Chronic hypoxic exercise may provide preconditional acclimatization [44] for patients with hypoxia-related disease but also elevate the hypoxia risk of increasing erythrocyte aggregation probability. The SpO₂ was around 92% at 15% oxygen (2733 m) in healthy and young subjects (data not shown), whereas COPD patients showed further reduced SpO₂ to around 85% at 2590 m [45], and the oxygenation may worsen even with a minimal level of exertion [46]. Thus, the detrimental effects induced by 15% oxygen hypoxic exercise in healthy and young men may be worse in chronic lung disease patients.

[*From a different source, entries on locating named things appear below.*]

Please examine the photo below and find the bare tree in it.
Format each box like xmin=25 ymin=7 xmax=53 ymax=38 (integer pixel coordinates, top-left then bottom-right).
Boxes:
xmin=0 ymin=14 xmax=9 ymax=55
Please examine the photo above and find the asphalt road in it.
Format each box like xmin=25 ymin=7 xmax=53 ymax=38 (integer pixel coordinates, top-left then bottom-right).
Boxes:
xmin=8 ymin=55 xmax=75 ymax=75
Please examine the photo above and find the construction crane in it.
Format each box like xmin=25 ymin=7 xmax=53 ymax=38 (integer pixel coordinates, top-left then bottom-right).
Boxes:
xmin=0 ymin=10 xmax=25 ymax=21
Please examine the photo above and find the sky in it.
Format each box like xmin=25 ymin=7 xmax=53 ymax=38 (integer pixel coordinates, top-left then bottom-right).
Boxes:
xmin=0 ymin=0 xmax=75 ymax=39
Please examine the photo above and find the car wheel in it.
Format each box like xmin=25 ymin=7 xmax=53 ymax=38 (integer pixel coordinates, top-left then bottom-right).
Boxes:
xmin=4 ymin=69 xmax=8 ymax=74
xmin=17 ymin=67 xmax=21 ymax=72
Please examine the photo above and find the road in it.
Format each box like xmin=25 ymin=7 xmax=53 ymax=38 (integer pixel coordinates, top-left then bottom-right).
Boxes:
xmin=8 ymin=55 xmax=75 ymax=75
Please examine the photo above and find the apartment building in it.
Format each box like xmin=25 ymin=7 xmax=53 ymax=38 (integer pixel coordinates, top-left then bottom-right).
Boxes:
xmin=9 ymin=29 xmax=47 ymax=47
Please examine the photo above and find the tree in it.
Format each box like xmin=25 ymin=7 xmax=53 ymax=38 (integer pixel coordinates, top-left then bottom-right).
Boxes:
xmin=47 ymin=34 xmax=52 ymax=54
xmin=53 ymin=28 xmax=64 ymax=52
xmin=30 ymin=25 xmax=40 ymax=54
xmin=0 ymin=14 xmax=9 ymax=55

Moreover, many patients with COPD suffer from intermittent hypoxia during their daily life. In COPD daily life, the mean SaO₂ is 88% and the number of desaturations is 13.1 times h⁻¹ during daily walking, which is a significant deterioration, compared to that during resting [47]. Therefore, even in daily life, physical activity under a hypoxic status may make these patients susceptible to hypoxia-related adverse health effects, thus further elevating erythrocyte aggregation. Interestingly, aside from increased dyspnea, no severe adverse events were reported for exercise under hypoxia, although in several of these studies, many patients were unable to complete the 15% oxygen exercise task [48]. Aside from the influence of intermittent hypoxia, increases in the levels of IL-6, IL-8, and fibrinogen were demonstrated in COPD [49]. Therefore, our experimental findings facilitate the identification of effective hypoxic exercise regimens for improving aerobic fitness and simultaneously avoiding erythrocyte aggregation [50] to minimize hypoxic-induced rheological deterioration.

4.3. Study Limitations

The small sample size (n = 20 in each group) was a major limitation of this study. However, the results for cardiopulmonary capacity and rheological properties obtained from this investigation have high statistical power (0.846 to 1.000). This study did not directly measure the changes in plasma fibrinogen and reactive oxygen species caused by NE or HE intervention but instead indirectly measured the fibrinogen binding force and probability of erythrocytes. Therefore, the changes in plasma fibrinogen and reactive oxygen species modulated by normoxic and hypoxic exercise regimens must be evaluated further. Clinical investigations have shown that increased erythrocyte aggregation is closely correlated with various circulatory diseases, such as myocardial ischemia and infarction [1], cerebral infarction [2], and diabetes mellitus [3]. However, the subjects recruited in this study were young and healthy; hence, further clinical evidence is required to extrapolate the present results to patients with hemorheological or hemodynamic disorders. The study did not detect the levels of haptoglobin, bilirubin, and ferritin, which serve as indirect markers of hemolysis and hemoglobin breakdown, while markers of progressing erythrocyte senescence appear even on reticulocytes; these require further investigation.

5. Conclusions

An acute bout of exercise in the air with 12% oxygen enhanced erythrocyte aggregation and facilitated erythrocyte senescence in sedentary men. After 6 weeks of the intervention, HE was superior to NE in ameliorating cardiopulmonary capacity; however, HE also resulted in advanced and deteriorated rheological aggregation. Moreover, this augmented aggregation is related to both intrinsic and extrinsic factors, especially the affinity to fibrinogen (Figure 6). Therefore, chronic hypoxic exercise may provide preconditional acclimatization for patients with hypoxia-related disease. We should establish a safe and effective hypoxic exercise prescription in the future.